Une incitation à la régulation du marché immobilier tentée en 1994 est ignorée par Greenspan. En 2004, le PDG de Goldman Sachs Henry Paulson et des groupes lobbyistes font pression pour que les banques puissent emprunter davantage d’argent, les rendant encore plus propices à la faillite. Henry Paulson devient, sous Bush, secrétaire au Trésor en 2006, ce qui lui est profitable financièrement, son nouveau poste lui faisant épargner 50 millions de dollars. 

Ben Bernanke (1953-?), le président de la Réserve fédérale en 2006, n’intervient pas dans le marché des produits dérivés alors que des experts, tels que Raghuram G. Rajan (1963-?) et Bill Ackman (1966-?), sonnent l’alarme. La plupart des économistes universitaires américains, tels que Larry Summers, Robert Glen Hubbard (1958-?) et Ruth Simmons (1945-?), travaillent alors comme analystes pour les grandes banques de Wall Street et pour le gouvernement américain (Summers occupe le poste de secrétaire au Trésor sous l’administration Bush). Les compagnies financières dépensent plus de cinq milliards de dollars, entre 1998 et 2008, pour faire pression sur le gouvernement américain afin qu’aucune loi régulant le marché boursier ne soit envisagée.  
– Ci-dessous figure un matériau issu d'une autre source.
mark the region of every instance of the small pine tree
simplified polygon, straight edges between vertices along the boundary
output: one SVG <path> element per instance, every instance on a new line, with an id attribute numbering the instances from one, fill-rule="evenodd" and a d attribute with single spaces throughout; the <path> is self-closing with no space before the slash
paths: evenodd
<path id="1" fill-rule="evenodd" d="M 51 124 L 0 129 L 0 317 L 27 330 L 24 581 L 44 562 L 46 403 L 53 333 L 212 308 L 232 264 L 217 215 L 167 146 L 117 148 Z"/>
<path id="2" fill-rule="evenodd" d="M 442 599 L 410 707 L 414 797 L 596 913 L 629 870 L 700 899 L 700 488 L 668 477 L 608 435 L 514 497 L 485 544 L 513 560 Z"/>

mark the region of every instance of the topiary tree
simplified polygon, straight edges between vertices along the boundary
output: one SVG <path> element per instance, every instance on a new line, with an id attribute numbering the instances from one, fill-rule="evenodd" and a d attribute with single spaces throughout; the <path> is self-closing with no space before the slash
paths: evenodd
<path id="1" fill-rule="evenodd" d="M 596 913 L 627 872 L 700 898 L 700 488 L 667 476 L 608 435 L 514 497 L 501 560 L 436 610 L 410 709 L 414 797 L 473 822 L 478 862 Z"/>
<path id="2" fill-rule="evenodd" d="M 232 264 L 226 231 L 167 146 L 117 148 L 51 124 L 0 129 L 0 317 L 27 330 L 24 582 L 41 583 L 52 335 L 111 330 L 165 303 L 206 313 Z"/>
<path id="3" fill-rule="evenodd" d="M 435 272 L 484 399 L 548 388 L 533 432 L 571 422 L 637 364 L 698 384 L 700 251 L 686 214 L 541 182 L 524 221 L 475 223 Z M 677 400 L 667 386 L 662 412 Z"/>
Lorsque la crise frappe et que les banques et compagnies d’assurances se retrouvent au bord de la faillite, le gouvernement n’a planifié aucune solution en cas d’écroulement du marché et doit sauver les entreprises au frais des contribuables. 

Conclusion 

Le Wall Street Governement serait donc responsable des crises de 1929 et 2008, puisque c’est à cause de l’influence des grands banquiers américains dans leurs politiques et dans leurs intérêts personnels que des présidents comme Coolidge et Reagan n’ont pas régulé le marché boursier. Ce système institutionnel est organisé de sorte à ce que les parties le composant se justifient entre elles. L’appât du gain, maître de Wall Street, corrompt le milieu universitaire de l’économie, qui lui, renforce la croyance que les fraudes commises dans le marché des produits dérivés sont légitimes, en plus de conseiller les institutions gouvernementales. Dans la crise de 1929, si le gouvernement avait réglementé le commerce de la Bourse, le marché aurait probablement continué de fonctionner adéquatement, puisque c’est de cette manière que l’économie américaine a fonctionné pendant les quarante années de stabilité financière entre la présidence de Roosevelt et de Reagan. Bref, ces crises ne sont pas causées par des personnes, mais par un système permettant et encourageant certains comportements dangereux. Ainsi, pour éviter l’apparition de nouvelles bulles économiques, nous devons réglementer le marché de manière à ce que la spéculation soit une activité servant à investir dans de nouvelles entreprises, et non à enrichir les spéculateurs.  

Cela dit, même en situation de stabilité financière, les personnes pouvant profiter d’une dérégulation pour obtenir plus de profit ont tendance à faire pression pour enlever ces lois. Voici, par exemple, les actions de Donald Trump en 2017, soit neuf ans après la crise financière: 

 Le président américain a paraphé un décret ordonnant un réexamen de l’ensemble

des lois financières « Dodd-Frank » promulguées en 2010 par Barack Obama. Ces mesures étaient dans le collimateur à la fois des républicains et du secteur financier, qui les dénonçaient comme un carcan, nuisibles tant pour les banques que pour les consommateurs.

Ainsi, nous pouvons avancer qu’un problème inhérent au système économique actuel serait à l’origine des crises financières, puisqu’il incite à la croissance infinie des richesses personnelles au détriment du bien-être commun. L’économie apportée par le néolibéralisme est-elle viable?